La médecine comme théâtre
Galien ne se contentait pas de soigner le corps — il éblouissait l’esprit. Il pratiquait des dissections en public, ferraillait avec ses détracteurs et fascinait l’élite romaine. Chaque blessure devenait une preuve de théorie, chaque guérison, un motif de fanfaronnade.
Le monde médical qu’il a hérité — et bouleversé
La médecine romaine était un enchevêtrement de superstitions et de science grecque empruntée. Galien a apporté méthode, expérimentation et débats sans fin. Il argumentait si férocement qu’empereurs, soldats et gladiateurs faisaient la queue pour être soignés — ou au moins pour assister au spectacle.
Un héritage de certitudes — et d’angles morts
Pendant des siècles, les médecins ont traité ses écrits comme une loi.
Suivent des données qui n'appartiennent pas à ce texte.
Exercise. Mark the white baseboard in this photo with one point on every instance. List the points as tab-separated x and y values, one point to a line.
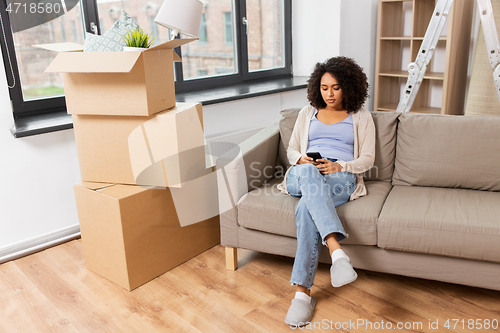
39	243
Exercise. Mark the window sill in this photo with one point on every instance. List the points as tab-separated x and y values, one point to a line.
58	121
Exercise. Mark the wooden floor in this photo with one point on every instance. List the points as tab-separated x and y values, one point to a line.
52	291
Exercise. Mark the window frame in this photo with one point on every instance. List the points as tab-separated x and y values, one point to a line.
22	108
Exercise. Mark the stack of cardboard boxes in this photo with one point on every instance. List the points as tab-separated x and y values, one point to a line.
142	162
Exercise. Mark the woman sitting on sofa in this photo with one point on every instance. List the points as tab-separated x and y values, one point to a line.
336	126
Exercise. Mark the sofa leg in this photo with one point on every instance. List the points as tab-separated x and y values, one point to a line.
231	258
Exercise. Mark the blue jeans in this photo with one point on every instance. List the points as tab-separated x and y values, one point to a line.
316	215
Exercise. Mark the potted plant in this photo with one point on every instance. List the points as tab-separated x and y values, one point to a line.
137	40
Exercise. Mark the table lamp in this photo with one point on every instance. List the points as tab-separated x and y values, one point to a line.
181	16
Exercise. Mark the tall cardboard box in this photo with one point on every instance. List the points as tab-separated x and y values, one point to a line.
131	235
138	83
166	149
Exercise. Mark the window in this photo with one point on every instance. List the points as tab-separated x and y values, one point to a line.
228	51
203	29
228	28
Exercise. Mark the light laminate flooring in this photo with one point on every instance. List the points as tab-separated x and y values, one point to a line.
52	291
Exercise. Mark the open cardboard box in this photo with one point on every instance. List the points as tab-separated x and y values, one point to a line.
163	150
136	83
131	235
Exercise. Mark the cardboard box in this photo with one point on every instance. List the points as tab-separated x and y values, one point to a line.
137	83
131	235
167	149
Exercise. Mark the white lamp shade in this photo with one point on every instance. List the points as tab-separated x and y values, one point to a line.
183	16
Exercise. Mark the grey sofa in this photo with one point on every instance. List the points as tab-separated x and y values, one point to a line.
432	209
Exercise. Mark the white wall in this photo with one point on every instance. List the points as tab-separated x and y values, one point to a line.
358	38
316	33
36	196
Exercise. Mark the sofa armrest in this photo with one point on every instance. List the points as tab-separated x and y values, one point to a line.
243	168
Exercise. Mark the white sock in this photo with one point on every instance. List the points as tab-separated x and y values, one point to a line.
337	254
303	296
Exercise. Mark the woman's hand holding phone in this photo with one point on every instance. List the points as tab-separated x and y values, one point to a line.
326	166
306	159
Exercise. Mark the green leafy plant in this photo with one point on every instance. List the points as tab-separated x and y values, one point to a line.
138	38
Mais la confiance de Galien a aveuglé la médecine face aux découvertes à venir. Il faudra attendre la Renaissance pour que ses erreurs soient enfin purgées de la science occidentale.
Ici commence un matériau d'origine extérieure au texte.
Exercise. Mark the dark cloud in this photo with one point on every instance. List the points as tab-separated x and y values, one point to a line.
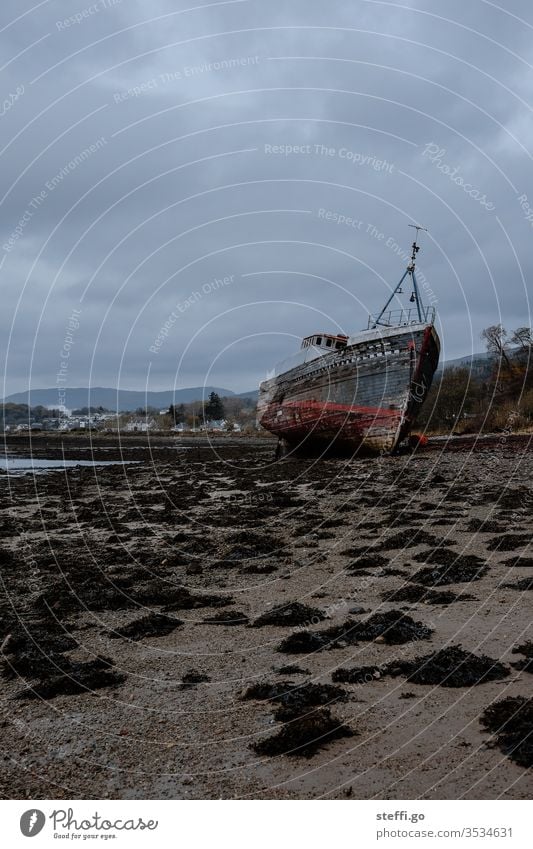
149	153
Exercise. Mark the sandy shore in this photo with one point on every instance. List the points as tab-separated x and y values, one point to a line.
131	605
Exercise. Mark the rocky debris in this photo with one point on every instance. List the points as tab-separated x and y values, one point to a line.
526	649
73	678
304	642
292	613
417	593
523	584
459	573
408	539
486	526
35	652
508	542
392	627
193	677
152	625
291	669
259	569
183	599
519	562
511	721
227	617
357	675
445	557
295	699
305	735
366	561
450	667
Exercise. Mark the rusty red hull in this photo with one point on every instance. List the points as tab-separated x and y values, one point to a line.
366	395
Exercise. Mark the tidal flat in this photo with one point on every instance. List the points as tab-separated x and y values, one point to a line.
208	623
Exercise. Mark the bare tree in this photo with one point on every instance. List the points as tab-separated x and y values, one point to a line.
523	336
495	338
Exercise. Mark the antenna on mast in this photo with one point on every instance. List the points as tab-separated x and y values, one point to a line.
415	246
410	271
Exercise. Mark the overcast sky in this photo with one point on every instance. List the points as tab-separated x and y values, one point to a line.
168	167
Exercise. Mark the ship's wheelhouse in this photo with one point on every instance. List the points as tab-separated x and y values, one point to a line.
325	340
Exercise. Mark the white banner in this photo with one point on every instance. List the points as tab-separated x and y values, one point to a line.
267	824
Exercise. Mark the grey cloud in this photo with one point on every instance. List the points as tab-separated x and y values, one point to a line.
165	205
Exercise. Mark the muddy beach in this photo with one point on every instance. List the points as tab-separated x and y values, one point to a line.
198	621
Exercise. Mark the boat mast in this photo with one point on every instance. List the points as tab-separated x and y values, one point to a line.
410	270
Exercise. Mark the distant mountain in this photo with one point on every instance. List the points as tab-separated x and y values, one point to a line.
113	399
480	365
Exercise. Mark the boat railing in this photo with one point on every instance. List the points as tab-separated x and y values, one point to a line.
402	318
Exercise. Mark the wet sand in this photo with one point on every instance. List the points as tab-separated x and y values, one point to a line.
133	640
Galien a transformé la médecine en spectacle : il disséquait des singes devant la foule, se disputait rageusement avec ses rivaux et affirmait que ses théories surpassaient toutes les autres. Son mélange de show et de certitude a façonné la médecine pendant 1 400 ans. Parfois il avait raison, parfois il s’est trompé dangereusement.